For many renters, it might as well not be. It is sometimes in a restricted mode that “gives residents the impression it is not in service” as people use it to move out of the building, according to a company statement sent to The Detroit News. The company said it is working to fix the other elevator.

“If the elevator has an issue Friday it will be addressed by management,” the statement reads.

The city has issued 16 tickets and $19,500 in fines at the location in the last month. That includes four tickets Wednesday related to the non-working elevators and the lack of a Certificate of Compliance, city officials said. Harbortown-Great Lakes’ statement said the tickets are being handled by the company’s attorneys.

Two months ago, the Calloways got a letter from the building’s new owners saying they would be renovating units to sell as a condos when leases expired. The Calloways’ lease ends at the end of July.

“This is truly a great indication of the strength and growth ahead in Detroit as we can once again offer high-quality home ownership opportunities to the community,” the letter to Calloway reads.

Calloway, who pays $1,121 a month for her two-bedroom unit, said she cried when she got the letter and has been anxious about the move ever since, compounded by problems with the air conditioning and the elevator. WDIV-TV (Channel 4) broadcast a story in June detailing some of the residents’ complaints.

The new owners said they’ve worked to accommodate the Calloways, extending their lease until Aug. 30. The couple also was given the chance to buy the unit with potential rebates for past rent, according to the statement.

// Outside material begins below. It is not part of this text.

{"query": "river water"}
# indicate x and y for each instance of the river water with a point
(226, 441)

The Calloways, however, have found a new unit to rent and must move in by Friday. Movers are hired to get their belongings on Tuesday.

The Harbor Towers complex is a gated 1980s development that inspired new hope for Detroit’s riverfront at the time. Over the years many condo units were rented out by owners. Harbortown-Great Lakes owns 94 rented units that the investors now want to sell. The average price of a one-bedroom unit is $175,000 and $250,000 for a two-bedroom

Calloway said she’s frustrated that, with the new owners, there is now money for renovations, but the elevators haven’t been fixed sooner.

She recalled how after a quick trip out in June the couple were trapped in the lobby for six hours because the elevator had stopped working. Her husband’s doctor, who does house calls, hasn’t been able to visit because of the elevator problems, she said, noting the doctor has bad knees.

A neighbor, Elaine Blocker, said walking the stairs has been difficult for her as well because she wears a boot while suffering a foot condition. Her pastor lives on the 13th floor and he got so fed up last weekend he stayed in a hotel.

“It’s terrible,” Blocker said. “We are paying our money and doing our duty.”

Situations like the Calloways are on the rise for Detroit seniors, said Tam Perry, an assistant professor at Wayne State’s School of Social Work. She’s also the research director for Senior Housing Preservation Detroit.

There is a lot of housing demand in downtown, Midtown and the surrounding areas, which are areas that seniors have lived long-term in Detroit.

“We hear from people it is very stressful and confusing to understand the letters and information flow,” Perry said. “We don’t want to create ... a city where older people don’t feel they have a place in it or are actively being pushed out.”

Recent partnerships with local developers and Mayor Mike Duggan’s office have included guarantees to preserve affordable housing.

But Terry Calloway said she feels pushed out, after being a loyal resident her whole life.

“It’s like you’re eliminated from the enjoyment of what is happening in the city,” she said.